On this parameter, the name of the revisionist has been taken without attributing any role in the commission of the alleged offence. The police has dropped the name of the revisionist from the chargesheet. Learned counsel for the revisionist has further relied upon the judgement of Hon'ble Supreme Court in the case of Periyasami and others Vs. S. Nallasamy, MANU/SC/0375/2019 decided on 14.3.2019 in Criminal Appeal No. 456 of 2019 arising out of SLP. No. 208 of 2019.
"The additional accused cannot be summoned under Section 319 of the Code in casual and cavalier manner in the absence of strong and cogent evidence. Under Section 319 of the Code additional accused can be summoned only if there is more than prima facie case as is required at the time of framing of charge but which is less than the satisfaction required at the time of conclusion of the trial convicting the accused."
Moreover, in the case of Brijendra Singh and others Vs. State of Rajasthan, (2017) SC 2839 decided on 27.04.2017 has stated that," Thus, the 'evidence' recorded during trial was nothing more than the statements which was already there under Section 161 Cr.P.C. recorded at the time of investigation of the case. No doubt, the trial court would be competent to exercise its power even on the basis of such statements recorded before it in examination-in-chief. However, in a case like the present where plethora of evidence was collected by the IO during investigation which suggested otherwise, the trial court was at least duty bound to look into the same while forming prima facie opinion and to see as to whether 'much stronger evidence than mere possibility of their (i.e. appellants) complicity has come on record".

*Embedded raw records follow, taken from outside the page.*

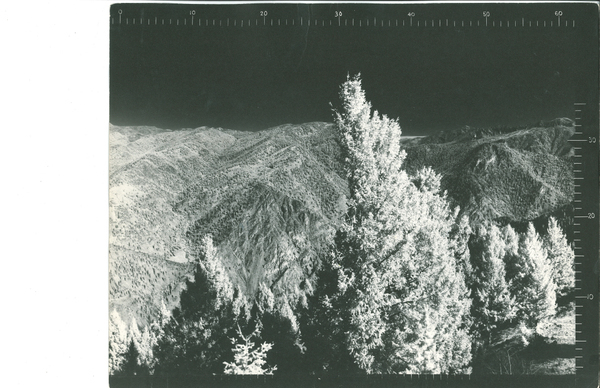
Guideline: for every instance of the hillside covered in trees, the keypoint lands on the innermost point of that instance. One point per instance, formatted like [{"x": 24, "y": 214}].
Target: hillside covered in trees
[{"x": 341, "y": 248}]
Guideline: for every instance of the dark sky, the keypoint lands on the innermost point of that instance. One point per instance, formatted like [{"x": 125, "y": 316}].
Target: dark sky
[{"x": 431, "y": 78}]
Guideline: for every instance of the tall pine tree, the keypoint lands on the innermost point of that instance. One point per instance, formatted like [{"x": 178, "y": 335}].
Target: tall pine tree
[
  {"x": 117, "y": 342},
  {"x": 492, "y": 301},
  {"x": 195, "y": 340},
  {"x": 399, "y": 296},
  {"x": 561, "y": 257},
  {"x": 533, "y": 286}
]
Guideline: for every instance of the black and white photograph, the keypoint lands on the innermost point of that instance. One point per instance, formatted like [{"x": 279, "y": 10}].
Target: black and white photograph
[{"x": 353, "y": 194}]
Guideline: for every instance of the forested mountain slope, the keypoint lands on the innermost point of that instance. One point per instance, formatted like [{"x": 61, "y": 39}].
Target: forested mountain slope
[{"x": 271, "y": 199}]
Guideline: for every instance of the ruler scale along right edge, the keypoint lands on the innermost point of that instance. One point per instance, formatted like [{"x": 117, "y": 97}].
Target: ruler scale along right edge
[
  {"x": 585, "y": 139},
  {"x": 586, "y": 241}
]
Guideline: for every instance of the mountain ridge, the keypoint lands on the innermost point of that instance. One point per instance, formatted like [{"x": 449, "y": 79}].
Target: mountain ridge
[{"x": 271, "y": 199}]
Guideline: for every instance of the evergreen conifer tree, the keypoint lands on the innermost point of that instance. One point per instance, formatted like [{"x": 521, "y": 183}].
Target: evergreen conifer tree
[
  {"x": 561, "y": 257},
  {"x": 492, "y": 301},
  {"x": 511, "y": 253},
  {"x": 533, "y": 286},
  {"x": 399, "y": 297},
  {"x": 117, "y": 342},
  {"x": 195, "y": 340},
  {"x": 248, "y": 359}
]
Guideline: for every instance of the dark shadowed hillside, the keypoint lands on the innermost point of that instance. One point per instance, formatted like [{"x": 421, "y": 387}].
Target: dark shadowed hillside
[
  {"x": 271, "y": 199},
  {"x": 515, "y": 175}
]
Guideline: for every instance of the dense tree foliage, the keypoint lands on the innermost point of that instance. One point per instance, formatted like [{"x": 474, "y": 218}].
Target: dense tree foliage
[
  {"x": 493, "y": 304},
  {"x": 249, "y": 359},
  {"x": 533, "y": 286},
  {"x": 561, "y": 258},
  {"x": 405, "y": 285},
  {"x": 195, "y": 340},
  {"x": 398, "y": 302},
  {"x": 117, "y": 343}
]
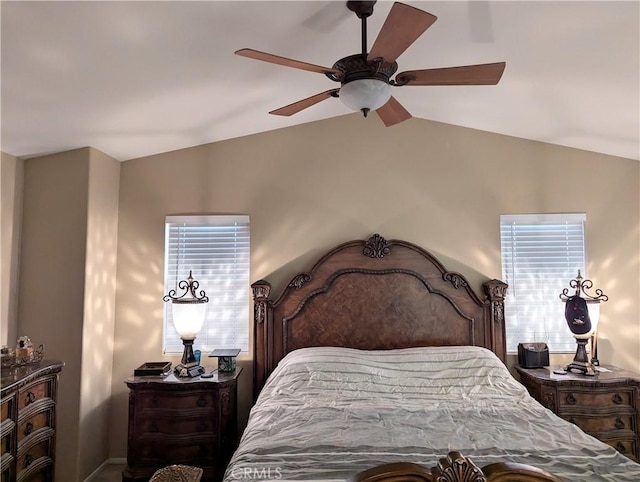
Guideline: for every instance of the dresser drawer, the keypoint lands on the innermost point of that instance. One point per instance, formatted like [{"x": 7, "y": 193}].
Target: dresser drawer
[
  {"x": 31, "y": 425},
  {"x": 40, "y": 390},
  {"x": 594, "y": 424},
  {"x": 585, "y": 397},
  {"x": 176, "y": 401},
  {"x": 35, "y": 457}
]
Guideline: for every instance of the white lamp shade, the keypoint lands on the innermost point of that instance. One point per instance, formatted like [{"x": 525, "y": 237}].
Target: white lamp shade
[
  {"x": 594, "y": 315},
  {"x": 188, "y": 318},
  {"x": 368, "y": 94}
]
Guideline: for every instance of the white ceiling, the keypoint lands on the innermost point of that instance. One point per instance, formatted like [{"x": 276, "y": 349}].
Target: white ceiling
[{"x": 139, "y": 78}]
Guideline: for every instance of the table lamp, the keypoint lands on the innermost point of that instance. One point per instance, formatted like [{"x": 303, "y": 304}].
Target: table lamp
[{"x": 188, "y": 312}]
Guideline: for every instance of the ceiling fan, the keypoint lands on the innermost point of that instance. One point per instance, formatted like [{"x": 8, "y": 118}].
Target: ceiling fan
[{"x": 365, "y": 78}]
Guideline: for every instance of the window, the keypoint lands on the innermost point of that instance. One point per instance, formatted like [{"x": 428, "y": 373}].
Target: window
[
  {"x": 541, "y": 254},
  {"x": 216, "y": 250}
]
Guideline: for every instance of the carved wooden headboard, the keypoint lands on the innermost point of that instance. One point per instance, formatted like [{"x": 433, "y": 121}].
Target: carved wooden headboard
[{"x": 375, "y": 294}]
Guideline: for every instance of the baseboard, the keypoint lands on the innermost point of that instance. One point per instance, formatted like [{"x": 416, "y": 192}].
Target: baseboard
[{"x": 112, "y": 461}]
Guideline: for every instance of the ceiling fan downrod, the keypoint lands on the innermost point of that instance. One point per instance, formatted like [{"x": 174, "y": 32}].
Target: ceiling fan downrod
[{"x": 362, "y": 9}]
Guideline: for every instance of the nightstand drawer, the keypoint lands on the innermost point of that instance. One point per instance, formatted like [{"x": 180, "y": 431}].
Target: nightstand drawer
[
  {"x": 590, "y": 397},
  {"x": 594, "y": 424},
  {"x": 179, "y": 425},
  {"x": 176, "y": 401},
  {"x": 627, "y": 447}
]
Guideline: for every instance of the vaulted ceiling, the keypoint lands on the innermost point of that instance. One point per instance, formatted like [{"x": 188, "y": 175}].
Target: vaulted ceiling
[{"x": 138, "y": 78}]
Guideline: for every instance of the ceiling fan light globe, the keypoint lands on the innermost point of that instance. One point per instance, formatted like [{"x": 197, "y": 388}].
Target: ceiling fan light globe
[{"x": 361, "y": 94}]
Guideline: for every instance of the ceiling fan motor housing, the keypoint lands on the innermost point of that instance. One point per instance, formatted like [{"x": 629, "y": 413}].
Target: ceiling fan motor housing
[{"x": 356, "y": 67}]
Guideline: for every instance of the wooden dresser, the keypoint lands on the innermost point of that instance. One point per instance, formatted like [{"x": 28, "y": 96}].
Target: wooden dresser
[
  {"x": 28, "y": 425},
  {"x": 606, "y": 405},
  {"x": 191, "y": 421}
]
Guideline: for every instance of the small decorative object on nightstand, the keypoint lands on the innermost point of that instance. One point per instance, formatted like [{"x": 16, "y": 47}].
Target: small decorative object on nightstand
[
  {"x": 226, "y": 359},
  {"x": 174, "y": 420},
  {"x": 580, "y": 323},
  {"x": 606, "y": 405}
]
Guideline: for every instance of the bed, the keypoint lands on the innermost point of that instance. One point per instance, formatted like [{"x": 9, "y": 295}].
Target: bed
[{"x": 380, "y": 364}]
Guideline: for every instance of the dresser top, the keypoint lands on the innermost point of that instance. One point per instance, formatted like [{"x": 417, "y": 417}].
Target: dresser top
[
  {"x": 605, "y": 374},
  {"x": 15, "y": 377}
]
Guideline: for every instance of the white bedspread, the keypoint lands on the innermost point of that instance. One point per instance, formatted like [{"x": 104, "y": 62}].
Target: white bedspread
[{"x": 327, "y": 413}]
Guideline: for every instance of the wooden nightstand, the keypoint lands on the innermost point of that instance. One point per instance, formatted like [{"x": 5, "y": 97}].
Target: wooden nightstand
[
  {"x": 606, "y": 405},
  {"x": 191, "y": 421}
]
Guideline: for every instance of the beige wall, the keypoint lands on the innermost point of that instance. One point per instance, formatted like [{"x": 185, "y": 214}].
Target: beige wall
[
  {"x": 67, "y": 292},
  {"x": 99, "y": 311},
  {"x": 310, "y": 187},
  {"x": 11, "y": 174}
]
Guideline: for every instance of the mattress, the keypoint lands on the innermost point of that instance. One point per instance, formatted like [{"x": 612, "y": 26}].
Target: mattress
[{"x": 327, "y": 413}]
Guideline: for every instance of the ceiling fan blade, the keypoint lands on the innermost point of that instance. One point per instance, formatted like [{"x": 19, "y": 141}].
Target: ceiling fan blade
[
  {"x": 393, "y": 113},
  {"x": 276, "y": 59},
  {"x": 484, "y": 74},
  {"x": 304, "y": 103},
  {"x": 403, "y": 26}
]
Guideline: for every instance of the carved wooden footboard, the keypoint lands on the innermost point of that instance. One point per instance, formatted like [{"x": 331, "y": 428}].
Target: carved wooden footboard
[{"x": 454, "y": 468}]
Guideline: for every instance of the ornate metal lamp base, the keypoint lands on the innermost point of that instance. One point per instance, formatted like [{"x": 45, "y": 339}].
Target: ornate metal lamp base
[
  {"x": 581, "y": 361},
  {"x": 188, "y": 366},
  {"x": 189, "y": 370}
]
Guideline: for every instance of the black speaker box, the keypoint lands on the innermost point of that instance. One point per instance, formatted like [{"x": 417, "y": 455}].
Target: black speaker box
[{"x": 533, "y": 355}]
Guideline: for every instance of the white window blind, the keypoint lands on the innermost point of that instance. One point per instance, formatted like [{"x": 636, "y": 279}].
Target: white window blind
[
  {"x": 541, "y": 254},
  {"x": 216, "y": 250}
]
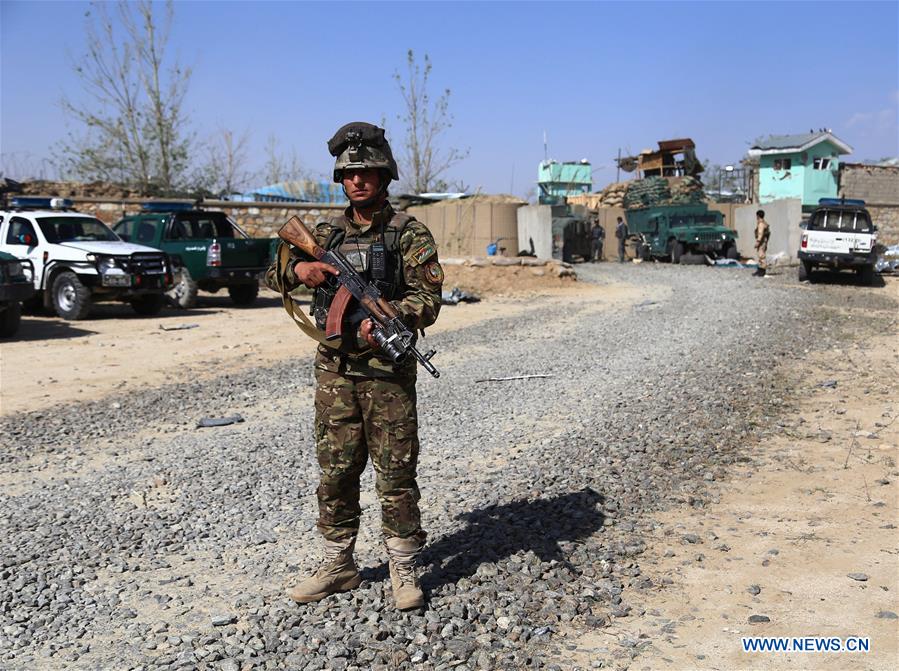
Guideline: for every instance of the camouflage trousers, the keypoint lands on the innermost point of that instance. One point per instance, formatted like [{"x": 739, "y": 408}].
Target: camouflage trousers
[
  {"x": 358, "y": 418},
  {"x": 762, "y": 252}
]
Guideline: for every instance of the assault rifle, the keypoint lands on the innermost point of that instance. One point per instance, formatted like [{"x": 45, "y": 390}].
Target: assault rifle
[{"x": 391, "y": 334}]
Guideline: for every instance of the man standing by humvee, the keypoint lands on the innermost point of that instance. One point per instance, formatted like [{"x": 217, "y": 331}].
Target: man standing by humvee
[
  {"x": 365, "y": 405},
  {"x": 621, "y": 233},
  {"x": 762, "y": 233},
  {"x": 598, "y": 236}
]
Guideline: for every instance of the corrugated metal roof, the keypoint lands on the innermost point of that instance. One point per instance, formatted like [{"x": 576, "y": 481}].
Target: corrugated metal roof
[
  {"x": 307, "y": 191},
  {"x": 787, "y": 141}
]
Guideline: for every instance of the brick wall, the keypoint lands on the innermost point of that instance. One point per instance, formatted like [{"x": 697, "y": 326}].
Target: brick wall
[
  {"x": 878, "y": 186},
  {"x": 875, "y": 184},
  {"x": 259, "y": 220}
]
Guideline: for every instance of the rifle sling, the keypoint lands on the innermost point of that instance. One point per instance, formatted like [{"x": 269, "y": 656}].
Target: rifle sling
[{"x": 303, "y": 323}]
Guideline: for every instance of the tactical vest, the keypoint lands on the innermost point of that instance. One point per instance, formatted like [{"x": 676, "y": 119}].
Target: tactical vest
[{"x": 378, "y": 259}]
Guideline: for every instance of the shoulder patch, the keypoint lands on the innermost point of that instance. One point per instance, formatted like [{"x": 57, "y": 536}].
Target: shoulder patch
[
  {"x": 423, "y": 252},
  {"x": 434, "y": 273}
]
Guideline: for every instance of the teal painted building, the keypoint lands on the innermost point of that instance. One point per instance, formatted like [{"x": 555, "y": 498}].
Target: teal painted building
[
  {"x": 803, "y": 166},
  {"x": 558, "y": 180}
]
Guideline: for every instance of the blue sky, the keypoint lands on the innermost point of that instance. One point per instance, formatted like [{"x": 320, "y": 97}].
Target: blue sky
[{"x": 594, "y": 76}]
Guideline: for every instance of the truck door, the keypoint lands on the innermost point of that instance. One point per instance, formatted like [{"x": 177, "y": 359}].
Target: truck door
[{"x": 22, "y": 242}]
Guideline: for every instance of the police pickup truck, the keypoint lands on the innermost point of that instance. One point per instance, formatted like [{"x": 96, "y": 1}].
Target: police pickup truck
[
  {"x": 78, "y": 260},
  {"x": 209, "y": 251},
  {"x": 838, "y": 234}
]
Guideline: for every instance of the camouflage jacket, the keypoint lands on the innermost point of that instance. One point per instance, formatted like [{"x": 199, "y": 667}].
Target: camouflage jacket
[
  {"x": 762, "y": 232},
  {"x": 418, "y": 302}
]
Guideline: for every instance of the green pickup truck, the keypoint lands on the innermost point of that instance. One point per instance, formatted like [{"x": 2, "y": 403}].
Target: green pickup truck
[
  {"x": 673, "y": 231},
  {"x": 208, "y": 250}
]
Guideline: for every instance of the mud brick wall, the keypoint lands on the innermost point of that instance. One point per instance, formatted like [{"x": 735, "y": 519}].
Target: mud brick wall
[
  {"x": 878, "y": 186},
  {"x": 259, "y": 220}
]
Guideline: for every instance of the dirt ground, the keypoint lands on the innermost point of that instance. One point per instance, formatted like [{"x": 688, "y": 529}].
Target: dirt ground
[
  {"x": 53, "y": 361},
  {"x": 819, "y": 504}
]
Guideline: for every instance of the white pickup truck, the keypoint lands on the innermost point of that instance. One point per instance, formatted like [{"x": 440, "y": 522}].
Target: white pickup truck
[
  {"x": 839, "y": 234},
  {"x": 78, "y": 260}
]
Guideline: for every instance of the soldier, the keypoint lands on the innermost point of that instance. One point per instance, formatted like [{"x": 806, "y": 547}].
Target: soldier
[
  {"x": 621, "y": 233},
  {"x": 762, "y": 233},
  {"x": 598, "y": 236},
  {"x": 365, "y": 406}
]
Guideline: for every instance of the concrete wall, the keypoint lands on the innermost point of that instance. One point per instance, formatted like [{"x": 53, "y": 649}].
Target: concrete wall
[
  {"x": 259, "y": 220},
  {"x": 465, "y": 227},
  {"x": 876, "y": 185},
  {"x": 535, "y": 224},
  {"x": 783, "y": 216}
]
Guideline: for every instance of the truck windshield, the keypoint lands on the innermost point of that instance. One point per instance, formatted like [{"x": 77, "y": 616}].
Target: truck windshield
[
  {"x": 75, "y": 229},
  {"x": 857, "y": 221},
  {"x": 201, "y": 226}
]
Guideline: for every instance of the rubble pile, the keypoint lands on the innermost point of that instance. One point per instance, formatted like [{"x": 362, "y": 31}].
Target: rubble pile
[
  {"x": 42, "y": 187},
  {"x": 613, "y": 195},
  {"x": 647, "y": 192},
  {"x": 686, "y": 190}
]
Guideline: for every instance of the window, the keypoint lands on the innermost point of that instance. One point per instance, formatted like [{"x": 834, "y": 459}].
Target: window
[
  {"x": 201, "y": 226},
  {"x": 75, "y": 229},
  {"x": 841, "y": 220},
  {"x": 783, "y": 163},
  {"x": 21, "y": 232}
]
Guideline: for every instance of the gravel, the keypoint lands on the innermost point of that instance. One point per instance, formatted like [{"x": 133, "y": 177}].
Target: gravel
[{"x": 129, "y": 538}]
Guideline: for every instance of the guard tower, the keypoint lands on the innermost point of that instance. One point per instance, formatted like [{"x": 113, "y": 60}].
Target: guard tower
[{"x": 559, "y": 180}]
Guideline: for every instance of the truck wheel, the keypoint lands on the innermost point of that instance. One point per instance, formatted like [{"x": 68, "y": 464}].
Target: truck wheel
[
  {"x": 70, "y": 298},
  {"x": 148, "y": 305},
  {"x": 866, "y": 275},
  {"x": 10, "y": 318},
  {"x": 243, "y": 294},
  {"x": 805, "y": 271},
  {"x": 184, "y": 294}
]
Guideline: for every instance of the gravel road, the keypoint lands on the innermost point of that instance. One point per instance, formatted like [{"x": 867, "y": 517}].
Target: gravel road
[{"x": 130, "y": 539}]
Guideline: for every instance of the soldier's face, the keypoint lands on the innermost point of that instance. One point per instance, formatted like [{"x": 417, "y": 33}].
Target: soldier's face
[{"x": 361, "y": 185}]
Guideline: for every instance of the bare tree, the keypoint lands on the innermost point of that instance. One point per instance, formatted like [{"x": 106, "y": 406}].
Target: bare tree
[
  {"x": 424, "y": 163},
  {"x": 281, "y": 168},
  {"x": 134, "y": 123},
  {"x": 225, "y": 171}
]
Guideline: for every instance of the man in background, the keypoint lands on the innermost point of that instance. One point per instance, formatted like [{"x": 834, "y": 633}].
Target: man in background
[
  {"x": 621, "y": 233},
  {"x": 762, "y": 233}
]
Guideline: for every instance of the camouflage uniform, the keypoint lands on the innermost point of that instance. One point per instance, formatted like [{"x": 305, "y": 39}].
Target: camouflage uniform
[
  {"x": 365, "y": 406},
  {"x": 762, "y": 233}
]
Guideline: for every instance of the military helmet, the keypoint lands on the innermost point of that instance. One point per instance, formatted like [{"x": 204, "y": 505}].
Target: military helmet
[{"x": 361, "y": 145}]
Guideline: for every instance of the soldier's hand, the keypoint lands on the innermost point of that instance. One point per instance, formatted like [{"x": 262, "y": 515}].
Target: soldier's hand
[
  {"x": 313, "y": 273},
  {"x": 365, "y": 329}
]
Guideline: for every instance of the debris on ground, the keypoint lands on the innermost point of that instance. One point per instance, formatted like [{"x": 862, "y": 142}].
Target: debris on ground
[
  {"x": 513, "y": 377},
  {"x": 457, "y": 296},
  {"x": 179, "y": 327},
  {"x": 219, "y": 421}
]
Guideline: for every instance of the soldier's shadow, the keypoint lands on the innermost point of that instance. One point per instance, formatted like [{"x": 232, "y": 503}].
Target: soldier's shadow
[{"x": 499, "y": 531}]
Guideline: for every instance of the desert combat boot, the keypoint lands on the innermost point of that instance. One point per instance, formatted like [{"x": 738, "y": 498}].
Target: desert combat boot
[
  {"x": 338, "y": 573},
  {"x": 403, "y": 554}
]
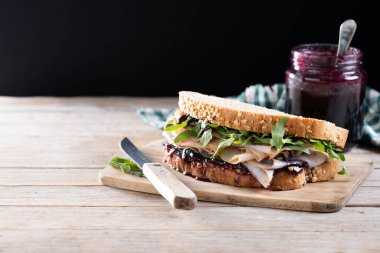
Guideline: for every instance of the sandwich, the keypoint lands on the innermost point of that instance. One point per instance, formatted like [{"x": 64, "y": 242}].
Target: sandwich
[{"x": 234, "y": 143}]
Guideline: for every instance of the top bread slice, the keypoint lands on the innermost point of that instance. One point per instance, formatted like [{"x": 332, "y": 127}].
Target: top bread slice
[{"x": 248, "y": 117}]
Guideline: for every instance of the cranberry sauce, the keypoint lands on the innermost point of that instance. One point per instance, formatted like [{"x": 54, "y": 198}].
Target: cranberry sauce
[
  {"x": 189, "y": 155},
  {"x": 318, "y": 85}
]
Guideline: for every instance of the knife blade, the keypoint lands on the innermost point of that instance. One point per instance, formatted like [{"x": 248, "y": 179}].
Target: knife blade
[{"x": 170, "y": 187}]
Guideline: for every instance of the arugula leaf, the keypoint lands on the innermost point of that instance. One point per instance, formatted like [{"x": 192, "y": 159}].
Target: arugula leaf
[
  {"x": 298, "y": 148},
  {"x": 185, "y": 135},
  {"x": 206, "y": 137},
  {"x": 278, "y": 131},
  {"x": 169, "y": 127},
  {"x": 243, "y": 140},
  {"x": 225, "y": 143},
  {"x": 212, "y": 125},
  {"x": 318, "y": 145},
  {"x": 125, "y": 165}
]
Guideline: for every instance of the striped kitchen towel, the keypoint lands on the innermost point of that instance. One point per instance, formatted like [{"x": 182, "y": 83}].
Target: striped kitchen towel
[{"x": 274, "y": 97}]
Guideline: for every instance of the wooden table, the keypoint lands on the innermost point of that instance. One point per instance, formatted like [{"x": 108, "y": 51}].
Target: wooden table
[{"x": 51, "y": 150}]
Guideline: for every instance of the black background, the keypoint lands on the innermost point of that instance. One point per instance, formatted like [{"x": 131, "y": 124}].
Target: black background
[{"x": 157, "y": 48}]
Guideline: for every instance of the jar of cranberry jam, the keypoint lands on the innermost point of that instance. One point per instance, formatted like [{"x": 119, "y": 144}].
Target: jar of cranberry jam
[{"x": 320, "y": 85}]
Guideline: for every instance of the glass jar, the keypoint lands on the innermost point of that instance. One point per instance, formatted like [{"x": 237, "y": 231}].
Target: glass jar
[{"x": 320, "y": 85}]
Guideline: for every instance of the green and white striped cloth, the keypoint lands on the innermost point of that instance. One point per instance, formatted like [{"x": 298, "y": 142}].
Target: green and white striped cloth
[{"x": 274, "y": 97}]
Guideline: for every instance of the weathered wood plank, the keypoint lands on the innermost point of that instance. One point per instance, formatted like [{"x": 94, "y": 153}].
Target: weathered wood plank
[
  {"x": 49, "y": 176},
  {"x": 204, "y": 241},
  {"x": 107, "y": 196},
  {"x": 204, "y": 218},
  {"x": 80, "y": 196}
]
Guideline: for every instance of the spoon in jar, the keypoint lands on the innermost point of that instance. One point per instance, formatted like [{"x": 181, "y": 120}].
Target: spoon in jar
[{"x": 346, "y": 33}]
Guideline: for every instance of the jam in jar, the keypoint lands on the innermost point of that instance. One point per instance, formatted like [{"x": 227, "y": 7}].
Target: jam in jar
[{"x": 320, "y": 85}]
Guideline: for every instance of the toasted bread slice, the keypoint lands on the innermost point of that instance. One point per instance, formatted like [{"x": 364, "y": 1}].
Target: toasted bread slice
[
  {"x": 282, "y": 180},
  {"x": 248, "y": 117}
]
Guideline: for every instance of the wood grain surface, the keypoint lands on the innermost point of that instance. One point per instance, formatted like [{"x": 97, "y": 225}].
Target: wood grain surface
[{"x": 51, "y": 150}]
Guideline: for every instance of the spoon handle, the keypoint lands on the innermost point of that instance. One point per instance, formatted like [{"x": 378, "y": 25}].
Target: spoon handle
[{"x": 346, "y": 33}]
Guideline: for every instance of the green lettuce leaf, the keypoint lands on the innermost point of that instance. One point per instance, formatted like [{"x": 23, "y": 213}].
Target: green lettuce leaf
[
  {"x": 185, "y": 135},
  {"x": 125, "y": 165},
  {"x": 278, "y": 131},
  {"x": 206, "y": 137}
]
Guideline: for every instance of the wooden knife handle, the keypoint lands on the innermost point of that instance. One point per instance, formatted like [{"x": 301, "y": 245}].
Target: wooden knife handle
[{"x": 170, "y": 187}]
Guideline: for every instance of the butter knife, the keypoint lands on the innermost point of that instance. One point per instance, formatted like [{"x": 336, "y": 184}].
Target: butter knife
[{"x": 171, "y": 188}]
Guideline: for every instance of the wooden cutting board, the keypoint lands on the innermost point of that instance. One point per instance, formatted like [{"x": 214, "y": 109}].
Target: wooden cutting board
[{"x": 318, "y": 197}]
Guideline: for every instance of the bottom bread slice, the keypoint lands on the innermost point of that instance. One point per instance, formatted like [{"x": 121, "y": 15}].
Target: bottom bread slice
[{"x": 282, "y": 179}]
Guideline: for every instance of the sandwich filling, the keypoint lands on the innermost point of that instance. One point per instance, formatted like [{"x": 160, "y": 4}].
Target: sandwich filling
[{"x": 260, "y": 153}]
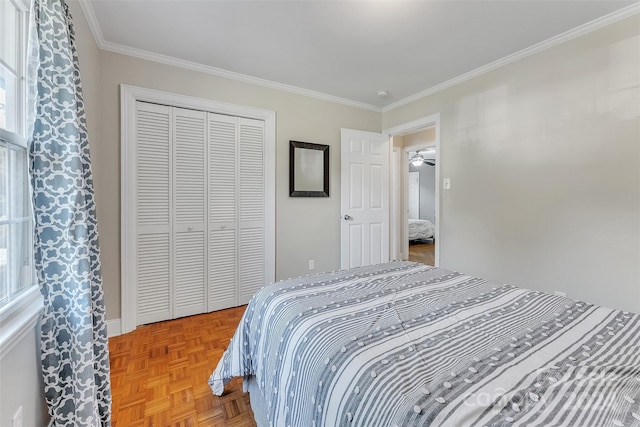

After perusal of the statement and the material collected and in the light of the judgments of Hon'ble the Apex Court in the case of (i) Hardeep Singh Vs. State of Punjab and another (2014) 3 SCC Page-92 ; (ii) Brijendra Singh and others Vs. State of Rajasthan 2017(100) ACC 601 (SC); (iii) Labhuji Amratji Thakor and other Vs. State of Gujrat and another 2018(15) SCAL 639; (iv) Sugreev Kumar Vs. State of Punjab and others in Criminal Appeal No.509 of 2019 arising out of SLP(Crl.) No.9687 of 2018; (v) Periyasami and others Vs. S. Nallasamy in Criminal Appeal No.456 of 2019 arising out of SLP(Crl.) No.208 of 2019, I have got no hesitation to quash the order dated 30.11.2021 passed by learned Additional Sessions Judge, Court No.22, Allahabad in Sessions Trial no.181 of 2018.
The present criminal revision is hereby allowed. The matter is remanded back for fresh consideration and the learned trial Court is directed to re-visit and re-decide the matter in the light of the ratio laid down by Hon'ble the Apex Court in the aforesaid judgmentsand conclude the same within a period of eight weeks from the date of production of certified copy of this order by passing a well reasoned and speaking order.